As previously described, different sensors have certain shortcomings. To overcome the shortcomings of individual sensors, a camera-radar based sensor fusion scheme is described herein, using high-dimensional camera and radars, while retaining the latency low enough to match safety requirements. Sensor fusion even in early warning system on a chip (SoC) (e.g., 1-5 ms timeframe) and not only in the centralized device fusing the results from various camera/Radar detections along the car is currently an important topic of interest.
Aspects disclosed herein can provide an advantage over existing centralized sensor fusion schemes that require the fusion, for example, within a 100 ms timeframe. According to a non-limiting example, an earlier trigger could already be triggered at the camera/radar SoC level tuning the required frame-rates of all camera/radar data streams.
According to the aspects described herein, transmission of 3D cubes for a radar/camera cube and performing centralized fusion of the 3D cubes, results in a reduction in computational requirements when centralized fusion is triggered. A further aspect is the ability to obtain outputs of the camera/radar sensor fusion stack and the corresponding locations of particular objects and thus the fusion of these (x,y,z) object tuples in the centralized sensor fusion unit.

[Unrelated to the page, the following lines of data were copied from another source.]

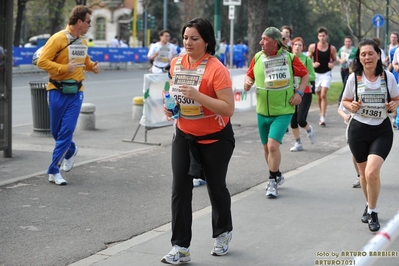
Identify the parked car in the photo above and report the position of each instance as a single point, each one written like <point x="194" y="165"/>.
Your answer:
<point x="38" y="40"/>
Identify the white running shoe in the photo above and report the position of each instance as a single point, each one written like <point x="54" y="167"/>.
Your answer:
<point x="221" y="246"/>
<point x="311" y="135"/>
<point x="297" y="147"/>
<point x="67" y="164"/>
<point x="177" y="255"/>
<point x="280" y="180"/>
<point x="57" y="179"/>
<point x="271" y="189"/>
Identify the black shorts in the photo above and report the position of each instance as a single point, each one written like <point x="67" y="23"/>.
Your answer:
<point x="366" y="139"/>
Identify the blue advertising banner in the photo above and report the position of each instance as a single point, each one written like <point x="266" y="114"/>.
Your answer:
<point x="23" y="55"/>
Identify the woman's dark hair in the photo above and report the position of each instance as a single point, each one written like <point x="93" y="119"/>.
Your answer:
<point x="358" y="67"/>
<point x="205" y="29"/>
<point x="78" y="12"/>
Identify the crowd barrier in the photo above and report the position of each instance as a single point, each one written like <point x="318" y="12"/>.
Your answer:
<point x="23" y="55"/>
<point x="155" y="85"/>
<point x="375" y="248"/>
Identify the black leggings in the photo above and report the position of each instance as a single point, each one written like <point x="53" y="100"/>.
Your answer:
<point x="365" y="139"/>
<point x="301" y="111"/>
<point x="214" y="159"/>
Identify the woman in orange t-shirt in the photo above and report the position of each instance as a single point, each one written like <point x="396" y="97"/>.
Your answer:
<point x="202" y="86"/>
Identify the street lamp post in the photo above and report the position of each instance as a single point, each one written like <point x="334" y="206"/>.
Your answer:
<point x="112" y="5"/>
<point x="387" y="26"/>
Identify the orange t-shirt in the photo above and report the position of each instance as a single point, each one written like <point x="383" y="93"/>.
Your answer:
<point x="216" y="77"/>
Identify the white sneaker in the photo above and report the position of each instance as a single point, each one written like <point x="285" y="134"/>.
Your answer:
<point x="271" y="189"/>
<point x="280" y="180"/>
<point x="297" y="147"/>
<point x="322" y="121"/>
<point x="57" y="179"/>
<point x="177" y="255"/>
<point x="311" y="135"/>
<point x="221" y="246"/>
<point x="67" y="164"/>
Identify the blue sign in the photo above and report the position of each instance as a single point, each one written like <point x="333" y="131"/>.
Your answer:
<point x="378" y="21"/>
<point x="23" y="55"/>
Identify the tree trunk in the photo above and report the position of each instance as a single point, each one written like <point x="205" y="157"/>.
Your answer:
<point x="56" y="8"/>
<point x="257" y="23"/>
<point x="18" y="23"/>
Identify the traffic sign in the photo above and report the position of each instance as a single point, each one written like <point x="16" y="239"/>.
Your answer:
<point x="231" y="12"/>
<point x="231" y="2"/>
<point x="378" y="21"/>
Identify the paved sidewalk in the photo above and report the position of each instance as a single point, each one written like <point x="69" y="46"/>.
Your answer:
<point x="316" y="215"/>
<point x="317" y="212"/>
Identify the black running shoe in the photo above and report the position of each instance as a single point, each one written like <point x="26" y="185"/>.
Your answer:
<point x="374" y="225"/>
<point x="365" y="217"/>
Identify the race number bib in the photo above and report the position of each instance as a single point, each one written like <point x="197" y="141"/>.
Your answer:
<point x="78" y="52"/>
<point x="373" y="105"/>
<point x="191" y="78"/>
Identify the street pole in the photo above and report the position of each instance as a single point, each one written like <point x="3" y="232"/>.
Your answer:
<point x="165" y="13"/>
<point x="145" y="27"/>
<point x="387" y="27"/>
<point x="217" y="21"/>
<point x="134" y="24"/>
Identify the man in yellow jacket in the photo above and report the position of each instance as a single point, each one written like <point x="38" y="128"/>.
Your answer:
<point x="65" y="58"/>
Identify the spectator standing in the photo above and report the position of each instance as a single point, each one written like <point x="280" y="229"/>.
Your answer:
<point x="222" y="51"/>
<point x="346" y="115"/>
<point x="286" y="31"/>
<point x="204" y="128"/>
<point x="115" y="42"/>
<point x="90" y="43"/>
<point x="175" y="42"/>
<point x="161" y="53"/>
<point x="65" y="57"/>
<point x="239" y="54"/>
<point x="383" y="57"/>
<point x="324" y="56"/>
<point x="276" y="97"/>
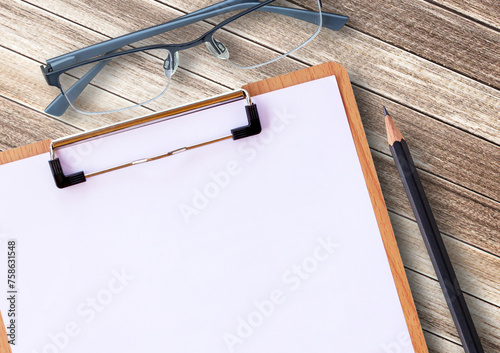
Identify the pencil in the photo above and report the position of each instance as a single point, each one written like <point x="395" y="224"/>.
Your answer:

This enables to make use of a multiple redundancy system between the camera/radar SoC triggering an early frame-rate adjustment+x,y,z, object fusion scheme or an equally redundant camera/radar cube ROIs in the centralized sensor fusion unit in cases of low differentiation capabilities at the SoC between e.g. a person and a car (e.g. triggered by a <90% confidence trigger). As such, a low-level sensor fusion stack enables a 2-level redundancy level for implementing a functional safety aspect for the operation of the car. To note that such a redundancy system differentiates from schemes implementing fully separate processing pipelines for Radar and a Camera data streams processed using, for example, separate processing units, nevertheless utilizing a centralized fusion output at least at 100 ms versus other early sensor fusion schemes.

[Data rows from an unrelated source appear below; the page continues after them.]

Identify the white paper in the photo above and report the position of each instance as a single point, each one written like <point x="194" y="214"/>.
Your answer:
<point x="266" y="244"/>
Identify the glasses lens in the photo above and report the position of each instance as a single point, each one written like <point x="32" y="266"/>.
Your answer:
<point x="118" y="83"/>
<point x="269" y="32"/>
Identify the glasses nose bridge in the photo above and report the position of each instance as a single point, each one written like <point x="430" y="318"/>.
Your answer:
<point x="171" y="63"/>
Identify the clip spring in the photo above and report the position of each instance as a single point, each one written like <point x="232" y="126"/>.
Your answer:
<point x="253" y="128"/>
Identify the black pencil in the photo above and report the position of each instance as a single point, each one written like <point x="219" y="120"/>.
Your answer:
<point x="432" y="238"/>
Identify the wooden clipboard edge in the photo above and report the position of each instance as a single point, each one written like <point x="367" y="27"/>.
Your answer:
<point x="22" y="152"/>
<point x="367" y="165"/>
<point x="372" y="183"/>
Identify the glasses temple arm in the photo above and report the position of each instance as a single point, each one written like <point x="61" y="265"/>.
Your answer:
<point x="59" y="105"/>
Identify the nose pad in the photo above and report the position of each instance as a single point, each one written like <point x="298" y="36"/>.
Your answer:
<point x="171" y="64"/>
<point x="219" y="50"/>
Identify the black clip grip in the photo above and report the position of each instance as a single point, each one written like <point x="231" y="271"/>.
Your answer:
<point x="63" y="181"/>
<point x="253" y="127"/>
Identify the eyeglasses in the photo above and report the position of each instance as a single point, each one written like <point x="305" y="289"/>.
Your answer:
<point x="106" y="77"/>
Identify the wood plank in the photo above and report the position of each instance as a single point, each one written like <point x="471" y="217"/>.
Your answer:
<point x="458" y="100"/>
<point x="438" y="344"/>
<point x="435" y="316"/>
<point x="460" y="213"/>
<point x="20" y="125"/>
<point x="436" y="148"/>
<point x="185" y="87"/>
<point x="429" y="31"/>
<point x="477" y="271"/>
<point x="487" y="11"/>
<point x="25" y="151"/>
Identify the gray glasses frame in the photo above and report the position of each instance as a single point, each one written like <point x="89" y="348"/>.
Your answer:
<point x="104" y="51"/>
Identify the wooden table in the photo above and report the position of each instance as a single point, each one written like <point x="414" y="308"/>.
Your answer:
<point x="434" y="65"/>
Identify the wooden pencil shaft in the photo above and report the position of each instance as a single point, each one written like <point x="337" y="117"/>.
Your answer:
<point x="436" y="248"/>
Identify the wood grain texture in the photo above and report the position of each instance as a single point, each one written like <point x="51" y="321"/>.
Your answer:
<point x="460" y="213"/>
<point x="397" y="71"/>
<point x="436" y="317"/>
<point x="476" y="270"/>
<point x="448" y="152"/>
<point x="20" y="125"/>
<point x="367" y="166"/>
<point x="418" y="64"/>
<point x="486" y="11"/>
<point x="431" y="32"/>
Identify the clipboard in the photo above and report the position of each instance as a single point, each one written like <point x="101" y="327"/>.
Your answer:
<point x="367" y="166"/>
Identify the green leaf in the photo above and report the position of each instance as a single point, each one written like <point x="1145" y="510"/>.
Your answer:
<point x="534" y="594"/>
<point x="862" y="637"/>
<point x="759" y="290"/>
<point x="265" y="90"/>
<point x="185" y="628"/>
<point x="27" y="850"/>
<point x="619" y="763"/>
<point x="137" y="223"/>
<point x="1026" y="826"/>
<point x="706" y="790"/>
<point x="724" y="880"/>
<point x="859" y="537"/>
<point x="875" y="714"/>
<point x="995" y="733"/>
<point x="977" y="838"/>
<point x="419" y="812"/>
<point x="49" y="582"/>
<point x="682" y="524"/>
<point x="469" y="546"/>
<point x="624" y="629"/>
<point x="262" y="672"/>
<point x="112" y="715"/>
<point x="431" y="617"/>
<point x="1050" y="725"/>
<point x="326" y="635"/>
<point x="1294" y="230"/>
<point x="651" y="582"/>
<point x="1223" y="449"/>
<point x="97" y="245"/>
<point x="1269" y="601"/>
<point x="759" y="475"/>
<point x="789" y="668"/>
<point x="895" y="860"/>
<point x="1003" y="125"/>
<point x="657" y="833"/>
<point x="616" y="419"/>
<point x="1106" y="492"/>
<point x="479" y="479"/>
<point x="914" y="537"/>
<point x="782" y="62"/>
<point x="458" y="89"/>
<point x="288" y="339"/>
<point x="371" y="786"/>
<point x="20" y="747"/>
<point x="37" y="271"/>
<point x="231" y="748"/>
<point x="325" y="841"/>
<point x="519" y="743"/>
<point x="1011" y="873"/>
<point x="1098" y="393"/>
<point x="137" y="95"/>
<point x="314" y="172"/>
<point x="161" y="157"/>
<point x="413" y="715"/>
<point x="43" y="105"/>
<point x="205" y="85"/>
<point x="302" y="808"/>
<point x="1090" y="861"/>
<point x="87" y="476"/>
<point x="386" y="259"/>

For example, state-of-the-art sensor fusion schemes often rely on a low-level sensor fusion, e.g., fusing raw unprocessed camera-radar data at an early stage. Since the frame-rate of radar is often lower than the frame-rate of the camera, the fused data overall has lower frame-rate which leads to an increased latency in detecting objects. Moreover the computational complexity of processing both high-dimensional radar and high-dimensional camera on the same device is often prohibitive.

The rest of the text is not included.